Mid-level Mortification
A Benign Adjective That Became A Malignant Noun
Years ago, I worked in a hospital-owned and administrated Certified Nurse-Midwifery group. Practice meetings occurred, periodically, to discuss administrative concerns and other pertinent issues regarding patient care in our clinic. One particular meeting was assembled to meet and welcome a new hospital CEO who was making rounds on the various clinics and departments. Executives had a tendency to come and go in this hospital so these meetings were not a new experience for our group. I have no clear memory of other meetings that I attended, but this one stands out.
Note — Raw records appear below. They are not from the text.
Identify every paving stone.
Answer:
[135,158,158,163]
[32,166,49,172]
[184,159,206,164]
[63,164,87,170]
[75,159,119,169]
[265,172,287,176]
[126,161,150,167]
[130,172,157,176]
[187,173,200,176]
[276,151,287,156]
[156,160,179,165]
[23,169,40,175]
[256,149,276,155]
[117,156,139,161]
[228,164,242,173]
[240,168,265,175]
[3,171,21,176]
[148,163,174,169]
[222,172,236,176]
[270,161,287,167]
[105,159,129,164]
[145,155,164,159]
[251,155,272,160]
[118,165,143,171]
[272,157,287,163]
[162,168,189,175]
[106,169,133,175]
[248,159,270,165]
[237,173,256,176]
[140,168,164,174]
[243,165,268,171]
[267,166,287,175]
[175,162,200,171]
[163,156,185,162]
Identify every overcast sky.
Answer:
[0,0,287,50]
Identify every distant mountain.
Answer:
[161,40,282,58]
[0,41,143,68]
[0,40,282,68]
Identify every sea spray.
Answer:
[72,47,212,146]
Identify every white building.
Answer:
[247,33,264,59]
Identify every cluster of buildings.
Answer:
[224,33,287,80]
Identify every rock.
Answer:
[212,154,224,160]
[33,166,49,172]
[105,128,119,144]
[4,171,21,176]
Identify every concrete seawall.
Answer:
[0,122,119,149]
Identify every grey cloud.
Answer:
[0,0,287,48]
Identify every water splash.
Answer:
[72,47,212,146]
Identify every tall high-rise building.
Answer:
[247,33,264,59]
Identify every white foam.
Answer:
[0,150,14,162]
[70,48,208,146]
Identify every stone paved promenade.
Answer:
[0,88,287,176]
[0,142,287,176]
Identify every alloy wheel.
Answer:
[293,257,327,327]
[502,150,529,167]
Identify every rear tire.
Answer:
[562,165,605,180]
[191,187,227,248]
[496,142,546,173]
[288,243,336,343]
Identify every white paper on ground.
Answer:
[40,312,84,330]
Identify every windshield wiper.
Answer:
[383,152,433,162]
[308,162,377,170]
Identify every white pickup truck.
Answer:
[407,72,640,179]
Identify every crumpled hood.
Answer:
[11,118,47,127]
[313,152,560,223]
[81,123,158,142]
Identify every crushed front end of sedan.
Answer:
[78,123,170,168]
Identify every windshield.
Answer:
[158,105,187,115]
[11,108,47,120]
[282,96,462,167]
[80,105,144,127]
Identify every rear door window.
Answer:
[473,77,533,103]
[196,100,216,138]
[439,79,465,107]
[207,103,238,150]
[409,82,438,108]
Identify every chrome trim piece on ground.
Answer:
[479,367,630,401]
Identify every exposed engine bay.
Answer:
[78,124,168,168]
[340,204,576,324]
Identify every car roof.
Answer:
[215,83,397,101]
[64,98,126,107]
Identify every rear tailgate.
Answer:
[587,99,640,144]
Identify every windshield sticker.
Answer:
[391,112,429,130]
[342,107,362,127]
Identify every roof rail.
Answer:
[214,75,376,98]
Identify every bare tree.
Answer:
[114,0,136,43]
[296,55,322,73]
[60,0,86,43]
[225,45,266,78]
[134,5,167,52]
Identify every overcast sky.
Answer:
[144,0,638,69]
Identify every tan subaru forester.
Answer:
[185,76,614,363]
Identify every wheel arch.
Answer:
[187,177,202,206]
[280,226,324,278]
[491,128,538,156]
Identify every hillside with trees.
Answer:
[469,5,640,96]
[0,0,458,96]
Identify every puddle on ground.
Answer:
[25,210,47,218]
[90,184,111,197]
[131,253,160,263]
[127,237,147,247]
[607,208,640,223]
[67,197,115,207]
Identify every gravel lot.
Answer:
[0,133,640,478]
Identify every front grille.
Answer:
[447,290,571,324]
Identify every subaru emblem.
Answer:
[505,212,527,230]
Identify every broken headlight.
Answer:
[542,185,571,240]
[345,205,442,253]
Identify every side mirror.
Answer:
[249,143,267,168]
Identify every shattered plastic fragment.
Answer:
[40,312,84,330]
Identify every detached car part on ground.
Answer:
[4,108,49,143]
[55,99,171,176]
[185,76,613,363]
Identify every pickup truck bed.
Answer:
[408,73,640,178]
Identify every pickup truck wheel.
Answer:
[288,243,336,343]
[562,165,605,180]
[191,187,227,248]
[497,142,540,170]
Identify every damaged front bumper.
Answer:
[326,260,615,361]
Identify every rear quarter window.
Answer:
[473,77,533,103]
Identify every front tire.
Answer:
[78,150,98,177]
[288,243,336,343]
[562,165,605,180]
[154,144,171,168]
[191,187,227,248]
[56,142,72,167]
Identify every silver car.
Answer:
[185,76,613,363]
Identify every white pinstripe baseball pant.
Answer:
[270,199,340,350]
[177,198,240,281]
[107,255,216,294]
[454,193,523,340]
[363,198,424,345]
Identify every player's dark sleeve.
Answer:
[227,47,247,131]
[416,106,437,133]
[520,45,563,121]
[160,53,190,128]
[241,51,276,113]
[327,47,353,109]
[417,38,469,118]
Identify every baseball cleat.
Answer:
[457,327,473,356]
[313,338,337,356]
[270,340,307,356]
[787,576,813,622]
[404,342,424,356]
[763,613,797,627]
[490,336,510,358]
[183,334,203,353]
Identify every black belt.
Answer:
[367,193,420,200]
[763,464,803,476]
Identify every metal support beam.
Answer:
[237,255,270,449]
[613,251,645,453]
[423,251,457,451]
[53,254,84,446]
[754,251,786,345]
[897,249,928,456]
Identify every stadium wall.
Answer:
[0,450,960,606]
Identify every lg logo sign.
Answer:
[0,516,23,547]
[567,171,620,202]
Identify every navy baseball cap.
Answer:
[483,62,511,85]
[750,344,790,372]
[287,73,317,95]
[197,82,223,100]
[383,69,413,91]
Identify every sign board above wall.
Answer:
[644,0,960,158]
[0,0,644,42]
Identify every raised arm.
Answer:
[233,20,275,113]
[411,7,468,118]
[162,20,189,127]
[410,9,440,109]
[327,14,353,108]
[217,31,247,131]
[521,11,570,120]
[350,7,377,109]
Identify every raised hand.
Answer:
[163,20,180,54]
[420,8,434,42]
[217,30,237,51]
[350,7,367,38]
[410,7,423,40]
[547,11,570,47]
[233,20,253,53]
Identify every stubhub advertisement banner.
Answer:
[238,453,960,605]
We were arranged in a circle of chairs with the honored position at the top of the circle. After introductions, our new chief executive sat down and surveyed our small assembly; a mere speck in his new domain. He settled back in his chair, with clasped hands behind his perfectly coiffed and hair-sprayed head, and stretched out his long legs so that we could admire him. The only other details that I recall were his angora wool socks, and calf-leather loafers (probably Italian). I felt sure that he wouldn’t adopt this demeanor when meeting the endocrinologists next door, but he appeared very relaxed and casual with our group of women.
Midlevel Madness
To be fair, he might not have been prepped, but it was immediately clear that he had no idea who we were or what we did. After speaking for several minutes of his plans for the hospital, he began to reveal a vision for our clinic, and the “mid-levels” staffing it. After a couple of seconds, I understood that he was referring to us, the nurse-midwives. It was confusing: what was he talking about? Was he really calling us mid-levels? It had to be a mistake. . . He was and it wasn’t. And, it seems, I’ve never gotten over it.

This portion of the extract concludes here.